WARTAWAN SE INDONESIA TOLAK REVISI UU MD3

 WARTAWAN SE INDONESIA TOLAK REVISI UU MD3

Cisarua, Bogor-mimbar.co.id-Sebanyak 146 wartawan dari Sabang sampai Merauke yang menjadi peserta sosialisasi peningkatan pemahaman hak konstitusional warga negara bagi wartawan media massa cetak, TV, Radio dan online, sepakat menolak revisi UU tentang MPR, DPR, DPD, dan DPRD (UU MD3).

“Pernyataan sikap. Kami menolak pemberlakuan UU MD3 sebab dipahami mengekang kemerdekaan pers,” ujar perwakilan Wartawan se-Indonesia Fernandus Yusi Adam di hadapan Wakil Ketua Mahkamah Konstitusi Dr. H. Anwar Usman. SH., MH, yang berlangsung di Graha 3 Pusdiklat Pancasila dan Konstitusi, Cisarua, Bogor, Kamis (1/3/2018).

Selain menolak pemberlakuan UU MD3, para wartawan juga mendorong seluruh pihak untuk menghormati kebebasan pers sebagai pilar keempat demokrasi. Tak hanya itu, para peserta juga menganggap ada UU yang krusial untuk direvisi. UU tersebut mengekang kebebasan pers dan hak konstitusional warga negara.

Sementara itu, Wakil Ketua MK Anwar Usman menerima pernyataan sikap wartawan tersebut, sekaligus mengapresiasi langkah Jurnalis se-Indonesia. Namun Anwar mengakui dirinya belum berani memberi komentar eksplisit.

Anwar menegaskan, kalau sampai saat ini presiden belum menandatangani UU MD3 yang memicu polemik tersebut.

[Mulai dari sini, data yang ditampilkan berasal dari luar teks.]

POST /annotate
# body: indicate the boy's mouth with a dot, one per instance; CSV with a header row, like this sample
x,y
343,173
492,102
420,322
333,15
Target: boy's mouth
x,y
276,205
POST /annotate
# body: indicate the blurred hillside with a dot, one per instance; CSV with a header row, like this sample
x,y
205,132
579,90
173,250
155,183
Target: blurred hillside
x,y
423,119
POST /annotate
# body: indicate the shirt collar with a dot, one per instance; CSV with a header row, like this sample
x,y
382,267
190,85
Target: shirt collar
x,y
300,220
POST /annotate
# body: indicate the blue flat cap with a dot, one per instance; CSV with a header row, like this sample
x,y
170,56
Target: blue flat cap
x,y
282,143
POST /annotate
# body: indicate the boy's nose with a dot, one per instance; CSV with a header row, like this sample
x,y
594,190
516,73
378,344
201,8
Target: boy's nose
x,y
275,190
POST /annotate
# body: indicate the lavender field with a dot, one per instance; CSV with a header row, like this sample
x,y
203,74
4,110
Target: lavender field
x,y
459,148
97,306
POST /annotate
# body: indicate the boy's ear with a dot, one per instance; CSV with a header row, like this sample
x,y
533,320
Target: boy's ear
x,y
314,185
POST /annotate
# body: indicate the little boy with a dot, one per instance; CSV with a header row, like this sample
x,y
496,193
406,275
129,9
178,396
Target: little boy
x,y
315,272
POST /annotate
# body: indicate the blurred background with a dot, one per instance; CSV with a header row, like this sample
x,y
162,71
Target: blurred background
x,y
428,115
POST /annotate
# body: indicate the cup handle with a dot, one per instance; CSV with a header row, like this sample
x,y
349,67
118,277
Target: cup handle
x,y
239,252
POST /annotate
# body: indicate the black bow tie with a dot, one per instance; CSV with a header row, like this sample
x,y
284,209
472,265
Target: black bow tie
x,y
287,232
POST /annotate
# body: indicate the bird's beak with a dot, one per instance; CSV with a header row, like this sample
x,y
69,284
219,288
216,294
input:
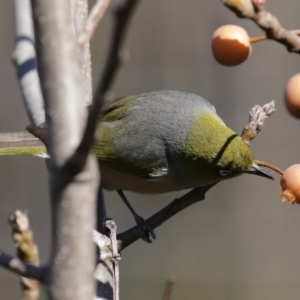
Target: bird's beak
x,y
257,170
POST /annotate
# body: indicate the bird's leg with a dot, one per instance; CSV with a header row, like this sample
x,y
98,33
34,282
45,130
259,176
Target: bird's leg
x,y
145,229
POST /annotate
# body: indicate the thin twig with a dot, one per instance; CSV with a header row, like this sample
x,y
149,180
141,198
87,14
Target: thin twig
x,y
17,266
257,116
26,250
24,58
128,237
169,285
123,15
95,16
268,165
112,227
254,10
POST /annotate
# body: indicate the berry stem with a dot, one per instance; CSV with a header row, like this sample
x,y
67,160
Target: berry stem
x,y
261,38
268,165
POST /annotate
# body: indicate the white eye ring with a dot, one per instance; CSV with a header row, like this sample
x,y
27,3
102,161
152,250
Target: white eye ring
x,y
225,172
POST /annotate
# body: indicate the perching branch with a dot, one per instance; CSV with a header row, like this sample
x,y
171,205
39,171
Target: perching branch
x,y
24,57
21,268
198,194
26,250
254,10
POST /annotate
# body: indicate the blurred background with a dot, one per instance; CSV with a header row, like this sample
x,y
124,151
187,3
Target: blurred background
x,y
241,242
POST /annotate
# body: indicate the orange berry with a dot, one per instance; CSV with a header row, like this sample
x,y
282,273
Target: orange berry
x,y
290,183
292,95
231,45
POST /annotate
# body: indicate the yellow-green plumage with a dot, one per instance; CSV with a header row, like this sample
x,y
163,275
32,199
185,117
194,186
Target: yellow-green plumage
x,y
161,142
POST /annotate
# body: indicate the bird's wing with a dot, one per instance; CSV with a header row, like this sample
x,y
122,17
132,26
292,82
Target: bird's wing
x,y
125,144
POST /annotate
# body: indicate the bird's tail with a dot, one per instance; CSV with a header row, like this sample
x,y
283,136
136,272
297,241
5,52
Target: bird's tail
x,y
21,143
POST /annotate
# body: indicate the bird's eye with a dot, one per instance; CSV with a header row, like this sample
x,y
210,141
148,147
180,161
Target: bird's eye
x,y
225,172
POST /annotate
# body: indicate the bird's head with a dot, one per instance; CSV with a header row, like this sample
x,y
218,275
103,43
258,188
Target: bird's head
x,y
220,151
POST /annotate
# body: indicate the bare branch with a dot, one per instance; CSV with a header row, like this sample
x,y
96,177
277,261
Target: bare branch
x,y
24,57
26,250
21,268
254,10
122,18
169,285
95,16
130,236
73,191
112,227
257,116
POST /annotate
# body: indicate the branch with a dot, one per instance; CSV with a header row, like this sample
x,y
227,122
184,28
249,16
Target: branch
x,y
26,250
23,269
24,58
254,10
130,236
95,16
257,116
169,285
73,193
113,62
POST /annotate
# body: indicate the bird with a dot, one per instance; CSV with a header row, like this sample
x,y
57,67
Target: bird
x,y
157,142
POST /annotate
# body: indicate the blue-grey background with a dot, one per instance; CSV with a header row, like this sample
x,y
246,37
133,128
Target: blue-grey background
x,y
241,242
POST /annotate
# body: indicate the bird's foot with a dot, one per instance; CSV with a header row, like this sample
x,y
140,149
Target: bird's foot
x,y
145,230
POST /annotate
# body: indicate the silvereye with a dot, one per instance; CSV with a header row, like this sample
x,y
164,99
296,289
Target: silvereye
x,y
157,142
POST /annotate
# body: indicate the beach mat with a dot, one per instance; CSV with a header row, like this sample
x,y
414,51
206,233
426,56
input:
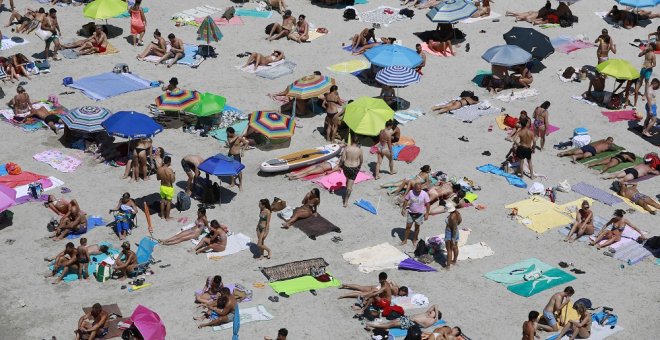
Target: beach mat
x,y
302,284
549,279
316,226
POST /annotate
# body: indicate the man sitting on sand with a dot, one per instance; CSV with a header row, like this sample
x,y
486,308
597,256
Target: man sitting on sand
x,y
589,150
93,325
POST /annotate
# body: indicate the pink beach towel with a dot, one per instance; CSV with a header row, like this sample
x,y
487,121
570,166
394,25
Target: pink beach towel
x,y
58,160
336,180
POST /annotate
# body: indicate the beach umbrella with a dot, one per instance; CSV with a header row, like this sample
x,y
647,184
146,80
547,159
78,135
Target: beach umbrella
x,y
148,323
530,40
221,165
177,100
7,197
209,104
208,31
506,55
104,9
367,116
131,125
451,11
86,118
393,55
272,124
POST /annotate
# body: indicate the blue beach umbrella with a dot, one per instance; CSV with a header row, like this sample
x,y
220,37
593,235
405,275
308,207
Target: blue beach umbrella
x,y
506,55
131,125
451,11
393,55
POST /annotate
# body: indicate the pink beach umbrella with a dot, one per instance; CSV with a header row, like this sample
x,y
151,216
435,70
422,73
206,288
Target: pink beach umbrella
x,y
148,323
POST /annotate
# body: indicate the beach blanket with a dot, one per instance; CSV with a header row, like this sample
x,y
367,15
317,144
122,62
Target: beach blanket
x,y
595,193
110,84
58,160
316,226
302,284
235,243
248,315
375,258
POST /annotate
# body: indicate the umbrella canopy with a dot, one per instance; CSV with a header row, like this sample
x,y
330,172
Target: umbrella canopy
x,y
104,9
86,118
221,165
367,116
310,86
397,76
7,197
272,124
177,100
208,31
618,69
450,11
506,55
208,104
530,40
148,323
393,55
131,124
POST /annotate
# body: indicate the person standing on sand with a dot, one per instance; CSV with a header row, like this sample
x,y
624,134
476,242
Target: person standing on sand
x,y
166,175
350,163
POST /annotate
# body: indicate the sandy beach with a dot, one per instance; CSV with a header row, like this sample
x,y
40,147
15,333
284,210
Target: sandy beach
x,y
33,308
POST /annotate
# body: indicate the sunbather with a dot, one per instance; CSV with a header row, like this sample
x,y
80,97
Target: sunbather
x,y
618,223
589,150
260,60
584,223
308,208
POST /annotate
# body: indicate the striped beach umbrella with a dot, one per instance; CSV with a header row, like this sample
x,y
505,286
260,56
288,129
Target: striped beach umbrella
x,y
177,100
272,124
86,118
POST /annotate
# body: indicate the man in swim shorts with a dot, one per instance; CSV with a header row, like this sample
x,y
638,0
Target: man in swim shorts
x,y
166,175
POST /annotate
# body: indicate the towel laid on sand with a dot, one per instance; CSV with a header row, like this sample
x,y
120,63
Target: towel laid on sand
x,y
375,258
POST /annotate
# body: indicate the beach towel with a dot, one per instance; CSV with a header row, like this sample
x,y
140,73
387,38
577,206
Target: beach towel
x,y
58,160
548,279
316,226
248,315
110,84
235,243
375,258
302,284
595,193
336,180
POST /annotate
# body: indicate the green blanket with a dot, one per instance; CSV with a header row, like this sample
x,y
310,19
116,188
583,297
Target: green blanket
x,y
551,278
302,284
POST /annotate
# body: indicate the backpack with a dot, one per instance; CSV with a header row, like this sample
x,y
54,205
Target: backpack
x,y
182,201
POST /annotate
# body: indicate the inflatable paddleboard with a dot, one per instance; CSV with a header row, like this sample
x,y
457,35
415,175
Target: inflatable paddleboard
x,y
300,159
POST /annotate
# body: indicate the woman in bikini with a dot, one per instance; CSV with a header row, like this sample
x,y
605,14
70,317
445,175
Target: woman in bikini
x,y
198,228
308,209
612,236
263,227
456,104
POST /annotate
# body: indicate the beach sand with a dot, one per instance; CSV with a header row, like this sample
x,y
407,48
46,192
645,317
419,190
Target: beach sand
x,y
482,308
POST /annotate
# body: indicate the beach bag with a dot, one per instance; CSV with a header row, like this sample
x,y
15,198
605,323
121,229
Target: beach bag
x,y
182,201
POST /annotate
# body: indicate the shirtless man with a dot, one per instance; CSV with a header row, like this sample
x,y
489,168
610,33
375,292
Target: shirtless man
x,y
553,309
236,146
350,163
525,144
589,149
176,51
424,320
384,149
166,175
190,164
93,325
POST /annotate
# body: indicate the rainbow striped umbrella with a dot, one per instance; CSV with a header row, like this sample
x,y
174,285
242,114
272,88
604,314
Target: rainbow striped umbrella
x,y
177,100
272,124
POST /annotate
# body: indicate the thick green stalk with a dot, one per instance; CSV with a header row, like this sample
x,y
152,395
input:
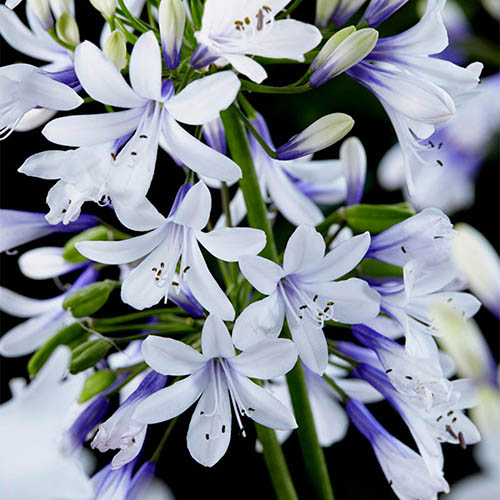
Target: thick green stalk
x,y
240,151
257,217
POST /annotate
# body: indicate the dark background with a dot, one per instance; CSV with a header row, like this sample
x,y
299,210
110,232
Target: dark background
x,y
354,470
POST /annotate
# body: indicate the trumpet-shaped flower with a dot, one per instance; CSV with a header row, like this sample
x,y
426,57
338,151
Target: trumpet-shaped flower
x,y
218,378
151,109
34,463
177,239
231,31
405,470
417,91
305,291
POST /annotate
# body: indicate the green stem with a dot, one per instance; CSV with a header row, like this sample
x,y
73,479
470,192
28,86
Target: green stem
x,y
240,151
275,462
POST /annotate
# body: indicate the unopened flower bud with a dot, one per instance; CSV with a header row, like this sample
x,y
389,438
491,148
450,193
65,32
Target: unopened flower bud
x,y
41,9
105,7
321,134
67,29
172,18
343,53
115,49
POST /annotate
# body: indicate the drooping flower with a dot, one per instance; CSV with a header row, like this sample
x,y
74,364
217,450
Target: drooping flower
x,y
178,240
305,291
231,32
417,91
34,464
218,378
151,109
405,470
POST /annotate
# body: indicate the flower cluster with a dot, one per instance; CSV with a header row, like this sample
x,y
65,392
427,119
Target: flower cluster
x,y
250,326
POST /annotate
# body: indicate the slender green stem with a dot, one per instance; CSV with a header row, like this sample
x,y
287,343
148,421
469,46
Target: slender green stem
x,y
267,89
275,461
240,151
161,444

Begitupun, teramat disadari bahwa tak ada efek apapun bila presiden meneken atau tidak. Sebab tak ditandatangani sekalipun, revisi UU MD3 itu bakal berlaku otomatis 30 hari sejak ditetapkan. Bila menginginkan efek langsung, maka harus ada pemohon yang melakukan judicial review.

Ia menyebutkan, ternyata sudah ada tiga judicial review yang masuk ke Mahkamah Konstitusi. “Saya belum bisa berkomentar, hanya saja memang sudah ada tiga judicial review yang masuk ke MK,” ujarnya.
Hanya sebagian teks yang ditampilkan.